This bronze leg from Hawick formerly belonged to a larger than life-size statue, presumably of an emperor or prominent military leader. The figure would have been seated upon a horse and sported a matching spur on the back of the heel. Dated to around AD 100-180, this bronze leg was found at the site if Milsington, near Hawick. The location of this find was once an important part of a network of Roman highways, and is a testament to the robust and dynamic system of infrastructure created at the time.

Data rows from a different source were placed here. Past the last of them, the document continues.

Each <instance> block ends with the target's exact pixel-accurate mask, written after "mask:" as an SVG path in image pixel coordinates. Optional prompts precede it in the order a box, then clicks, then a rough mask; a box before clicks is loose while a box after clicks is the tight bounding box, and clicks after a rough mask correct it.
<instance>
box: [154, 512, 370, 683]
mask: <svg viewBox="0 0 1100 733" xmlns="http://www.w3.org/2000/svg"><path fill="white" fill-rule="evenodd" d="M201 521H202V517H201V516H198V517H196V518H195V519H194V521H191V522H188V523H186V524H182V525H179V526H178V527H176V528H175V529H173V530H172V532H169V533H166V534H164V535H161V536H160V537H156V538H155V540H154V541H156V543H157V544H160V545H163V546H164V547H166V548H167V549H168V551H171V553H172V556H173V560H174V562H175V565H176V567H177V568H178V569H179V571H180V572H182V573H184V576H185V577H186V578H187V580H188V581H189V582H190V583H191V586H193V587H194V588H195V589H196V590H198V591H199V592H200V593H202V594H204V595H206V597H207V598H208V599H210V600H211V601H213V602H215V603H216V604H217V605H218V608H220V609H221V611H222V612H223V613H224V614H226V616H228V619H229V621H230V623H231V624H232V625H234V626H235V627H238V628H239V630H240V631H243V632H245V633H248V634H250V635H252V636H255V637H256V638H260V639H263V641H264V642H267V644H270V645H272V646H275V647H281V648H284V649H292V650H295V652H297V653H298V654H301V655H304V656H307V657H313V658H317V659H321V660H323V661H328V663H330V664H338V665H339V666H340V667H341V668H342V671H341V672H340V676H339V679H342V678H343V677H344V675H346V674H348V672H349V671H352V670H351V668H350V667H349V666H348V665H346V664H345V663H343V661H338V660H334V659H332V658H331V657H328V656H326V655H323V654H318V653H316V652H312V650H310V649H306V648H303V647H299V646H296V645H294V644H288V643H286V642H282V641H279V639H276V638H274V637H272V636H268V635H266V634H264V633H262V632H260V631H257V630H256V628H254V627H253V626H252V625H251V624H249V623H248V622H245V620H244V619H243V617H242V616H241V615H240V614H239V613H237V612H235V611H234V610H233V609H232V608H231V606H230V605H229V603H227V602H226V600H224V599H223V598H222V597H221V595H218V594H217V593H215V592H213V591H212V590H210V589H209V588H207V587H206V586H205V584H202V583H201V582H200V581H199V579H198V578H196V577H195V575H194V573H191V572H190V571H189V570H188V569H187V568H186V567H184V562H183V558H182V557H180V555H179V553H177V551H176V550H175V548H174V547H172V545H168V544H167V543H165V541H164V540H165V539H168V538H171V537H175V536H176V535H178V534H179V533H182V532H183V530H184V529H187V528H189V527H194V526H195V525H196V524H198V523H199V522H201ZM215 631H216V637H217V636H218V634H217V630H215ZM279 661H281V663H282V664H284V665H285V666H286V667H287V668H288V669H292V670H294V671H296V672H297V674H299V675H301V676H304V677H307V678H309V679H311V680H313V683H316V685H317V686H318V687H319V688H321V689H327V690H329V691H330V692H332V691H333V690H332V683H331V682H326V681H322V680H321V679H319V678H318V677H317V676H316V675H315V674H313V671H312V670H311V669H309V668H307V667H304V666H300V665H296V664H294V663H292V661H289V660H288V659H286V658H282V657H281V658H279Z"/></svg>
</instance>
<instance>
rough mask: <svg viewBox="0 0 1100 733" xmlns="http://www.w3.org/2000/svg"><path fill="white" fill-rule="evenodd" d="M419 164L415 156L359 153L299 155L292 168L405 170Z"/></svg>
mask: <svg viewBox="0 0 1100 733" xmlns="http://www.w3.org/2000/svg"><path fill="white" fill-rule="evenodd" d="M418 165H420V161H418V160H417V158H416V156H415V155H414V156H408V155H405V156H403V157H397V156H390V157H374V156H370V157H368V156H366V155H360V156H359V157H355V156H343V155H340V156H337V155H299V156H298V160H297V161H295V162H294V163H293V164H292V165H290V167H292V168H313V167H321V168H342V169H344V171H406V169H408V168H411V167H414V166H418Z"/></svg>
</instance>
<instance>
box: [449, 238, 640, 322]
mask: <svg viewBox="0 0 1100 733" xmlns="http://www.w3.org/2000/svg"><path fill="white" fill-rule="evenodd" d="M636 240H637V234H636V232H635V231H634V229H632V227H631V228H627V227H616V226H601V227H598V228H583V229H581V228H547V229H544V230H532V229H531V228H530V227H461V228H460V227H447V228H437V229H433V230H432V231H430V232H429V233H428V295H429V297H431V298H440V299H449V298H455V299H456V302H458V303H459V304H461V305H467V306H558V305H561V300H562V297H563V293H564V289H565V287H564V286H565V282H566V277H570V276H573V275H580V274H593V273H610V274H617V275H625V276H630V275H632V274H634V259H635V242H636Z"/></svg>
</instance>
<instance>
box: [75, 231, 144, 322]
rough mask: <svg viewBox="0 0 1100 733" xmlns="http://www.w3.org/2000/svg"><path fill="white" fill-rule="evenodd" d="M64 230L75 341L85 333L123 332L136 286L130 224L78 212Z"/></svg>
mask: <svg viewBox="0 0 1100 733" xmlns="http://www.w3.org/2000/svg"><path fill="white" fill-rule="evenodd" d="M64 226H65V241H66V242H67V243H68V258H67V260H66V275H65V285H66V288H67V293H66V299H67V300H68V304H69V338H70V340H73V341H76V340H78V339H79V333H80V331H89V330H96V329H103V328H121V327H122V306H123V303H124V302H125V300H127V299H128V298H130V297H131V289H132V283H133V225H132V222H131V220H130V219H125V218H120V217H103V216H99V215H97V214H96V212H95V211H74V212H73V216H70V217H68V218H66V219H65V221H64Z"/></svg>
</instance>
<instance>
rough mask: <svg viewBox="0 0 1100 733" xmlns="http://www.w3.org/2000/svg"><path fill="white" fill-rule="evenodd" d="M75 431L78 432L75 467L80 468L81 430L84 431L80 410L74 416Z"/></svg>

The leg itself would have been created by layering sheets of wax to form the initial shape, which would later be surrounded in a bronze cast and fired. Seeing as this object is a part of a greater statue, it would have been created in various stages and later attached to the rest of the figure. Why then, do we only see the bronze leg today, and not the entire statue? It is unlikely the leg was looted by locals, as it appears to have been removed with care and precision. Scholars suggest that the statue was removed in parts and the bronze was later recycled, either after the fort where this statue stood was abandoned, or after the leader it was a representation of had fallen from power. The leg was found within a bog alongside a bronze plinth. It is unknown whether the two objects are associated, or if there is any meaning attached to their placement in the bog.
The Milsington Leg is currently on display in the National Museum of Scotland as a part of the Iron Age and Roman Collections. Further research, including X-ray imaging and metal analysis, are to be undertaken to further understand the creation of this piece.